Abstract Background Most developing countries face great problems in the medical, and the threat posed by large populations, scarce medical resources and inadequate medical personnel will affect the development and stability of the society. Therefore, for most developing countries, the development of intelligent medical systems can greatly alleviate the social contradictions arising from this problem. Intelligent Medical System is a system to assist doctors to make decisions. Through effective input, the system makes corresponding decisions and provides doctors with corresponding auxiliary diagnosis and relevant treatment plans. Methods The experimental team collected and compiled about 2,156,528 data items based on the hospitalization information of more than 8,000 prostate patients in three hospitals of Xiangya. The ratio of experimental data to test data was about 7: 3. Combining prostate cancer images and physical indicators to assist diagnosis and make decisions, from the extraction of corresponding image feature data to the final diagnosis decision, a new intelligent system for prostate cancer data decision-making based on Perceptron neural network is proposed. In the comprehensive decision-making, the final decision is made by using the rule-reasoning model. Through data collection, medical data analysis and integration, image processing and analysis, and disease detection and decision-making processes, patients are assisted in diagnosis and treatment to solve the problems and social contradictions facing most developing countries. Results Through the study of hospitalization information of more than 8,000 prostate patients in three hospitals, about 2,156,528 data items were collected and compiled for experiment purposes.
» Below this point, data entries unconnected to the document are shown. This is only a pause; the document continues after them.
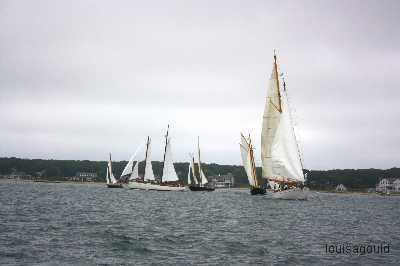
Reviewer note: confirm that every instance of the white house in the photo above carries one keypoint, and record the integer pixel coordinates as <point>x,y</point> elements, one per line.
<point>340,188</point>
<point>388,185</point>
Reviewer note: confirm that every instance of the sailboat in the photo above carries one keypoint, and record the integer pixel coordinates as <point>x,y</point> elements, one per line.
<point>246,150</point>
<point>169,179</point>
<point>200,182</point>
<point>110,179</point>
<point>280,155</point>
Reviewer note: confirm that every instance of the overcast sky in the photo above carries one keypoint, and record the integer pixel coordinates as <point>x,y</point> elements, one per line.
<point>81,78</point>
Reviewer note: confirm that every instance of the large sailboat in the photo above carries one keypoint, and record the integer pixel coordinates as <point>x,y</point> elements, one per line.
<point>110,179</point>
<point>200,182</point>
<point>247,152</point>
<point>280,155</point>
<point>169,179</point>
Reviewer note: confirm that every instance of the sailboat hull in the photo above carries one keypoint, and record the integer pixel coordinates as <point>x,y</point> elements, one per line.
<point>118,185</point>
<point>150,186</point>
<point>257,191</point>
<point>199,188</point>
<point>291,194</point>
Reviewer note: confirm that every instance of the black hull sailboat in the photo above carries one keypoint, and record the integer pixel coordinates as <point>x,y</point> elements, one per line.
<point>200,182</point>
<point>257,191</point>
<point>119,185</point>
<point>199,188</point>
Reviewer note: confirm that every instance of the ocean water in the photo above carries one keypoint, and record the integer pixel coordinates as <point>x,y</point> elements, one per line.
<point>77,224</point>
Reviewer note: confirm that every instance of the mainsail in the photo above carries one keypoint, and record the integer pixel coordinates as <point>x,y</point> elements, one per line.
<point>193,170</point>
<point>135,172</point>
<point>169,173</point>
<point>129,166</point>
<point>279,151</point>
<point>148,169</point>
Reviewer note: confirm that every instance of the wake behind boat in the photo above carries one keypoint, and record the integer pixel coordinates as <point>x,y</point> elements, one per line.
<point>200,182</point>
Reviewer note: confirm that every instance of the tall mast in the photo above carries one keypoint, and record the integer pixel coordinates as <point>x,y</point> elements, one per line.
<point>253,165</point>
<point>198,148</point>
<point>110,166</point>
<point>277,83</point>
<point>166,142</point>
<point>147,149</point>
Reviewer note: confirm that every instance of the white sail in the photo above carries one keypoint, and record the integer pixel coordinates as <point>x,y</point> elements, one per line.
<point>148,170</point>
<point>193,169</point>
<point>135,172</point>
<point>203,178</point>
<point>111,175</point>
<point>246,159</point>
<point>279,150</point>
<point>169,173</point>
<point>129,166</point>
<point>107,177</point>
<point>189,168</point>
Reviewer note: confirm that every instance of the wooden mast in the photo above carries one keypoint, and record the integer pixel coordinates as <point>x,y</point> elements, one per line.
<point>253,165</point>
<point>110,167</point>
<point>277,83</point>
<point>166,142</point>
<point>147,149</point>
<point>198,148</point>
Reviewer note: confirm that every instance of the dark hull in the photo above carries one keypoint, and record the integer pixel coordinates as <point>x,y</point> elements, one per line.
<point>198,188</point>
<point>114,185</point>
<point>257,191</point>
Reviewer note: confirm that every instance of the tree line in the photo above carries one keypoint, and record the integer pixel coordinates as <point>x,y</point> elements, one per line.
<point>316,179</point>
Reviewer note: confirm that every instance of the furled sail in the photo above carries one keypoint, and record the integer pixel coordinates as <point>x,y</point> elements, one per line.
<point>148,169</point>
<point>129,166</point>
<point>108,177</point>
<point>279,151</point>
<point>246,159</point>
<point>111,175</point>
<point>135,172</point>
<point>193,169</point>
<point>189,169</point>
<point>169,173</point>
<point>202,176</point>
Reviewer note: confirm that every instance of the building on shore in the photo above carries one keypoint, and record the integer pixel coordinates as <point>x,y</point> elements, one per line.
<point>340,188</point>
<point>222,181</point>
<point>85,177</point>
<point>388,185</point>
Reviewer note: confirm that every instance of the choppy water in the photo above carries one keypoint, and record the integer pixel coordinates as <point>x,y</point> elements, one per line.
<point>69,224</point>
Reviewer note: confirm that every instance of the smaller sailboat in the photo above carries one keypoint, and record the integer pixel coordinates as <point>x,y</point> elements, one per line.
<point>169,179</point>
<point>200,182</point>
<point>110,179</point>
<point>246,150</point>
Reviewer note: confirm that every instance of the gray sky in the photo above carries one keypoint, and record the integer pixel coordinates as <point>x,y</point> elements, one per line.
<point>81,78</point>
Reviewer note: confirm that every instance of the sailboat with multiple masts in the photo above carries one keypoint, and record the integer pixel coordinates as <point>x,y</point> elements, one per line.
<point>110,179</point>
<point>169,180</point>
<point>280,155</point>
<point>247,152</point>
<point>200,182</point>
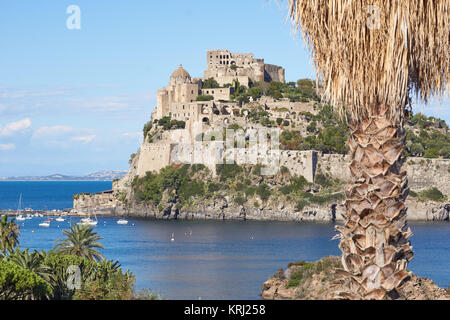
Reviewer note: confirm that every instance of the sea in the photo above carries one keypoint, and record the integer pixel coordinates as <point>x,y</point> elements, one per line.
<point>207,259</point>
Experimental data shows that when the patient base increases from 200 to 8,000, the accuracy of the machine-assisted diagnostic system will increase from 61% to 87%, and the doctor's diagnosis rate will be reduced to 81%. Conclusions From the study, it is concluded that when the patient base reaches a certain number, the diagnostic accuracy of the machine-assisted diagnosis system will exceed the doctor's expertise. So the smart medical system can help doctors and Medical experts make suggest more effective treatments.